This post is going to step on some toes. I don't really care because it's not meant to bring harm to anyone. I'm only pointing out something that I have noticed. Something that us parents of children with autism (actually all parents do it, but all children aren't who this blog is about) keep doing to one another.
It was about a month ago, give or take a few days. Henry was having his therapy, which has been dropped to two nights a week. He is in preschool now so we don't do it as often. His therapist has a little dry erase board that Henry loves. She writes, he erases. It's their game.
On this day in particular the therapist had been writing words and Henry was actually saying them! Some were sight words, others were not. He even did a few 2 word phrases. As you can imagine, I was so stinking excited! Just like any excited mother (neuro-typical kids or not) in this day in time, I immediately posted about my genius son** on Facebook. Sort of kidding there. I didn't post that he was a genius, just what he had done and it probably had a million "!!!!" somewhere in the post.
Boy, was my excitement shot down with the quickness. I got a few yays and "way to go"s, but what stood out the most were the "It's typical." "Kids with autism do that early"s. To be honest, as proud as I was of my boy, my heart was broken and my spirit was shot down. Why? I don't know. I'll never understand what goes through other people's minds.

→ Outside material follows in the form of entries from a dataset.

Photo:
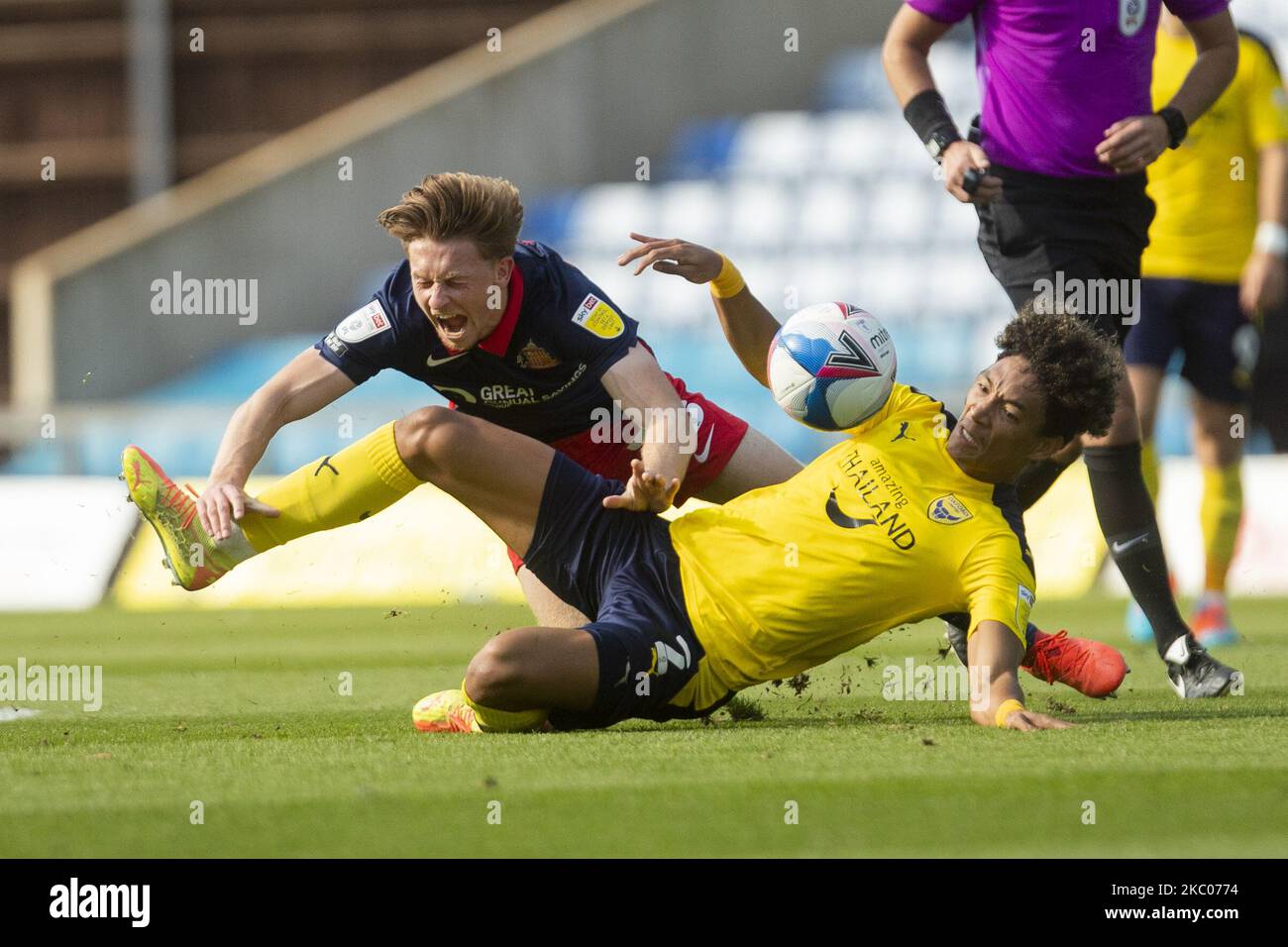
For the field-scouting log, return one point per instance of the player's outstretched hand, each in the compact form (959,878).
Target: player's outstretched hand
(961,158)
(1132,145)
(1261,287)
(644,491)
(679,257)
(1031,720)
(224,502)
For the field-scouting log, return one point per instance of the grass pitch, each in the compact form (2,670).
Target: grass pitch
(245,712)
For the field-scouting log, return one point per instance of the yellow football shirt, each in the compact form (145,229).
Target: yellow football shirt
(879,531)
(1206,189)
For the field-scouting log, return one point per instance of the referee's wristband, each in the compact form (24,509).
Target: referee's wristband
(1271,239)
(729,282)
(1005,710)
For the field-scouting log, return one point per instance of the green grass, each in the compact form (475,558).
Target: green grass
(243,711)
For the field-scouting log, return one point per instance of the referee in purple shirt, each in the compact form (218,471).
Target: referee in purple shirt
(1056,174)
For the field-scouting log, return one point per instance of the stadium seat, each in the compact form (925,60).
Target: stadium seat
(774,145)
(604,214)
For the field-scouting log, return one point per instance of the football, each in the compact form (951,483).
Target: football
(831,367)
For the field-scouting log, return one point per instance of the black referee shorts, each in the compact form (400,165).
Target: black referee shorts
(1070,235)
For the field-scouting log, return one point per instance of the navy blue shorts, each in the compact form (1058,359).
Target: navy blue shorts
(1205,322)
(619,570)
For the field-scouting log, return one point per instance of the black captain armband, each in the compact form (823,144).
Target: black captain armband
(927,114)
(1176,125)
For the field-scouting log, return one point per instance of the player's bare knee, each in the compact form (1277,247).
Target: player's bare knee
(492,674)
(419,436)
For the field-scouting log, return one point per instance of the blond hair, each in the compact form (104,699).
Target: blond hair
(459,205)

You know what though. It wasn't fair to me and it wasn't fair to Henry even though he may not have had a clue what was going on. Had my child been neurotypical, his first time reading would have been an amazing thing. There would have been cheers all around. Since he has autism though, it was almost as if I shouldn't have been excited. I should have just been expecting it because you know...kids with autism read early. It's nothing special.**
I won't let that happen anymore. Ever. I will from now on rejoice in everything that I feel needs rejoicing. Screw what the books say about autism. My bubble was burst. I'm sure I've been guilty of bursting bubbles myself. The only way to stop it is for us parents to stop it. We have to stop acting like our children are different than others, we have to celebrate EVERYTHING, we have to stop telling each other how to do things.
Is it possible for us to connect with each other, support each other, and pat each other on the back without pulling statistics and research into it? Is it possible to just give each other our moments?
**If something had this by it in this post, it was sarcasm. No, I don't think my son is all knowing genius. But if I did, would you let me have that or shoot it down? Who would it hurt?